Snopes (the site specialising in bogus emails and the like) notes that the same one has been going around for some time. In an earlier incarnation, it said:
This is what The Dalai Lama has to say on the millennium, all it takes is a few seconds to read and think. Do not keep this message. The mantra must leave your hands within 96 hours. You will get a very pleasant surprise. This is true even if you are not superstitious.
Snopes comments that:
Neither this chain message nor its "Instructions for Life" originated with His Holiness. The "Instructions for Life" are a truncated version of a much longer list that worked its way around the Internet in 1999 in conjunction with an ASCII art representation of a "Nepalese Good Luck Tantra Totem" (the list was also sometimes identified as being a "modern Japanese good luck tantra"):
One of the singular things about its maxims is that they are not specifically Buddhist. There is nothing on the Four Noble Truths, yet when the Dalai Lamai was speaking in India on 19th December 2009, he delivered a discourse on "The Four Noble Truths of Buddhism", and also made reference to Buddhism in his talk:
The Dalai Lama said that utilization of human intelligence and wisdom for attaining the purity of mind and for one's advancement was very important in Buddhism. He made it clear that his discourses are not mere ritualistic nor religious but the ocassion should be treated as an educational seminar. The Dalai Lama at the end of the discourse gave opportunity to the audience to ask questions. He replied to all the questions and invited even arguments on important issues.

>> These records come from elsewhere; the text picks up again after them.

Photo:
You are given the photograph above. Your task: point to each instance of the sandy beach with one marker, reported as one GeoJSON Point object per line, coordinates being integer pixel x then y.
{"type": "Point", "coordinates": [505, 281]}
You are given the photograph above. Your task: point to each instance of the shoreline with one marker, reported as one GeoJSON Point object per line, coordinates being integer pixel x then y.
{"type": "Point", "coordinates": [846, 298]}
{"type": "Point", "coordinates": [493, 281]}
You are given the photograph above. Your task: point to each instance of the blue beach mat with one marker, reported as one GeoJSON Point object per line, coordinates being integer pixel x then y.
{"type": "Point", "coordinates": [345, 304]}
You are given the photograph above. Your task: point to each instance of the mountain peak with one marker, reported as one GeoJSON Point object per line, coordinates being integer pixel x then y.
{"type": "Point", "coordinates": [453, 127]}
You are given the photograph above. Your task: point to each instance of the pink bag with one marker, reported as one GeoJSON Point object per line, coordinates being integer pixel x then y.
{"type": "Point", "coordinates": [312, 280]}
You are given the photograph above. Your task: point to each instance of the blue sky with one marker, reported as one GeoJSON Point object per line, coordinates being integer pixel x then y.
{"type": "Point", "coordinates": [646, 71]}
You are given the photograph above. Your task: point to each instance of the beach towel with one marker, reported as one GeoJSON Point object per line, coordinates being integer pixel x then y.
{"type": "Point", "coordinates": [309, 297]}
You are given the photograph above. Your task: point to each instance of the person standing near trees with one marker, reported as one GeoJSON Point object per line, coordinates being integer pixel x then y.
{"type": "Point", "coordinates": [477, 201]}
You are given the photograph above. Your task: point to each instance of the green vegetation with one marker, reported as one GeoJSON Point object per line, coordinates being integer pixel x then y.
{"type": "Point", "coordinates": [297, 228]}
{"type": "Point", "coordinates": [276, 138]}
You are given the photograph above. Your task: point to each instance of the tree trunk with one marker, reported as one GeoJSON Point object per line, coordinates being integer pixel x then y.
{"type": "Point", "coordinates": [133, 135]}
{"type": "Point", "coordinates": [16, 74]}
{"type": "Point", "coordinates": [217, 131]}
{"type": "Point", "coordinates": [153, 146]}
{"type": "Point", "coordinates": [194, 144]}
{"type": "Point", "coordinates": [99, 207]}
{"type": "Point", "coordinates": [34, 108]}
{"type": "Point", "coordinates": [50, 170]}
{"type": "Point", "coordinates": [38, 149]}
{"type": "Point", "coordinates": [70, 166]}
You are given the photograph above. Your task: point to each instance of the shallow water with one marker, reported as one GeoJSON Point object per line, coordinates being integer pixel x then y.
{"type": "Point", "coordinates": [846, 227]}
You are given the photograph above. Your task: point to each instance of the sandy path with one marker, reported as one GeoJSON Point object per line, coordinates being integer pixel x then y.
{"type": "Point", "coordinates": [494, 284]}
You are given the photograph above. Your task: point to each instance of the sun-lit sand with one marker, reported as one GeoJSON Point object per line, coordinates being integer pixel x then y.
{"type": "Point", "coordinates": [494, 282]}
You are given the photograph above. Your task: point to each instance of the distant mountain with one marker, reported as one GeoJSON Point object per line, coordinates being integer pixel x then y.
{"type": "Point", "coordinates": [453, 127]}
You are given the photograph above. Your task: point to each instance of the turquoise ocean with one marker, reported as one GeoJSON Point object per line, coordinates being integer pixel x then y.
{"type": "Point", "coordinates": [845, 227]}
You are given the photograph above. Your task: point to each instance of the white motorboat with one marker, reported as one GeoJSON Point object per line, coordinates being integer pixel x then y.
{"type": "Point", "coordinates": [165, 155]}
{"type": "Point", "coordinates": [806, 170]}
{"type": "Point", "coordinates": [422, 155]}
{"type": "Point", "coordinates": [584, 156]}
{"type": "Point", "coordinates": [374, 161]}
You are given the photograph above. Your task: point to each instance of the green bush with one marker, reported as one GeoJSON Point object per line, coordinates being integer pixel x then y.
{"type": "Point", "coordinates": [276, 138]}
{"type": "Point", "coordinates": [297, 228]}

The Dalai Lama said that the distinction of Buddhism from other religious cults was that it does not believe in atma. This similarity could also be found in Jainsim. He said that there are certain cases of rebirth which he himself had come across and it was for the science to investigate these cases. He also asserted that the big bang theory of scientists goes very well with Buddhist phitlosophy as it doesn't believe in the theory of creation of something by someone.
In fact, on 1 September, 2009, the Dalai Lama was in Taiwan, and there was a mantra chanted:
Awaiting the spiritual leader's arrival, members of the audience chanted om mani padme hum - the most commonly recited Buddhist mantra - in unison...The leader led the audience in reciting Buddhist chants and commented on the teachings of the Buddha.
So there is a strong Buddhist theme running through his teachings, and it is from these roots that he finds the source of his wisdom, so that he can say:
In regard to this, there is a statement in the great Shantideva's Engaging in the Bodhisattva Deeds which says, As long as space exists, and as long as there are migrators in cyclic existence, may I remain removing their sufferings. I have that wish in this lifetime, and I know I had that wish in past lifetimes.
And from these roots, he speaks out to the shared humanity of all peoples. Here is an example from his question and answer session on his website www.dalailama.com, which is a good way to end this piece, and a good message for Christmas:
All human beings are the same. We all want happiness and do not want suffering. Even people who do not believe in religion recognize the importance of these human values in making their lives happier. I remain committed to talk about the importance of these human values and share them with everyone I meet. Secondly, on the level of a religious practitioner, my second commitment is the promotion of religious harmony and understanding amongst different religious traditions. Despite philosophical differences, all major world religions have the same potential to create better human beings. It is therefore important for all religious traditions to respect one another and recognize the value of each other's respective traditions.